1809

Madrid

Napoleón, a pesar de los seis años transcurridos, no olvidó en ningún momento cómo el conde de Saint-Germain le había engañado. Le había engañado como a un niño, como a un vulgar idiota. A él, que regía los destinos de Francia, que pugnaba por extender sus dominios por toda Europa y había sido ungido con la corona y el cetro imperiales. Y le había robado el códice de Platón.

Ahora el emperador estaba en España, país donde había elevado al trono a su hermano José. Por medio de viles argucias, Napoleón había embaucado al rey Carlos IV y a su familia, y tenía a todos presos en el sur de Francia. Hubo revueltas por parte del pueblo español, pero estas fueron aplastadas por los soldados franceses que entraron en el país con el engaño de atravesarlo para llegar hasta Portugal, aliado de Inglaterra.

Los informadores del emperador aseguraban que el conde de Saint-Germain estaba en Madrid. Desde que huyera de las Tullerías con el códice, y procurando alejarse de la órbita de Napoleón, había decidido esconderse en España, donde podría vivir con tranquilidad. Pero se equivocaba. Los últimos acontecimientos ponían en la palestra que el ahora emperador no estaba dispuesto a poner coto a su ambición expansionista en Europa. Hasta que alguien lograra frenarle, él seguiría ampliando su poder.

—José, ¿se sabe dónde está el maldito?

—Más o menos —respondió el hermano de Napoleón, sentados ambos en un salón del Palacio Real de Madrid.

—¿Cómo que más o menos?

—Si me das unos días…

—Ya te he dado muchos. Te he dado demasiado tiempo. Dime lo que sepas exactamente.

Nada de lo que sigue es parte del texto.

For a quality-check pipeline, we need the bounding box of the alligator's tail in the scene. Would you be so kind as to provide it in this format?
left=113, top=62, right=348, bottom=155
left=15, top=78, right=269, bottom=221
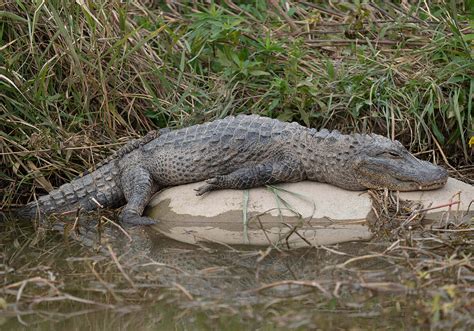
left=14, top=163, right=124, bottom=219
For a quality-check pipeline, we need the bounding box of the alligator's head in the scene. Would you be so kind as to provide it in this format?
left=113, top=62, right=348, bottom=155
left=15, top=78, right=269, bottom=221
left=352, top=135, right=448, bottom=191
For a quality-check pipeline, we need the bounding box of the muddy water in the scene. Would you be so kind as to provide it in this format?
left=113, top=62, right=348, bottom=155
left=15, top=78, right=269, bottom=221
left=0, top=219, right=436, bottom=330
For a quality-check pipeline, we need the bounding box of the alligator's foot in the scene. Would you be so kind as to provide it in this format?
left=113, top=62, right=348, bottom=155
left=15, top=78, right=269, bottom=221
left=194, top=177, right=219, bottom=196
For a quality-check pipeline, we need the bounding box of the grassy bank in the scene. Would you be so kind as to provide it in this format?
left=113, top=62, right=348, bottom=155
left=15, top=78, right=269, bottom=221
left=0, top=0, right=474, bottom=204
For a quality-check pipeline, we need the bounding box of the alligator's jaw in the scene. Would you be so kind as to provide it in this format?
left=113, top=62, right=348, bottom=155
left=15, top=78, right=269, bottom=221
left=356, top=156, right=448, bottom=191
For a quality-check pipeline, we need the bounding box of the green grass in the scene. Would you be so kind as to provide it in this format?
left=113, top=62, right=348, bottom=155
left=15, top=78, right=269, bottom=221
left=0, top=0, right=474, bottom=204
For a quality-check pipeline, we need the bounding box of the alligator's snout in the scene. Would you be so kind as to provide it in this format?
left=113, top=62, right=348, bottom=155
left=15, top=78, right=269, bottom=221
left=357, top=151, right=448, bottom=191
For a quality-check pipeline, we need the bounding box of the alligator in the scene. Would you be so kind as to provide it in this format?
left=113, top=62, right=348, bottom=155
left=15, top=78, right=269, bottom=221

—Sé que el conde está oculto en algún lugar de un pueblecito cercano a la capital, llamado El Pardo. Es un sitio muy pequeño, a orillas del río Manzanares.

—¿Y no basta con eso?

—No. Eso creo yo, porque si advierte nuestra presencia, y que le estamos siguiendo la pista, desaparecerá como una escurridiza anguila.

Napoleón miró a José con severidad. Su hermano había resultado ser un inútil hasta que él le entregó un trono sin mover un dedo, como un regalo fraternal que, en realidad, no merecía.

—Ya basta de esperas y tonterías —le espetó el emperador—. Que se me informe de lo que sepan tus espías y yo mismo, de incógnito, con un par de hombres, iré a El Pardo y prenderé al maldito conde.

—¿No lo juzgas demasiado arriesgado?

—¿Y qué no lo es, cuando se trata de obtener algo que se desea? Dime, hermano mío, ¿qué hay que no lo sea?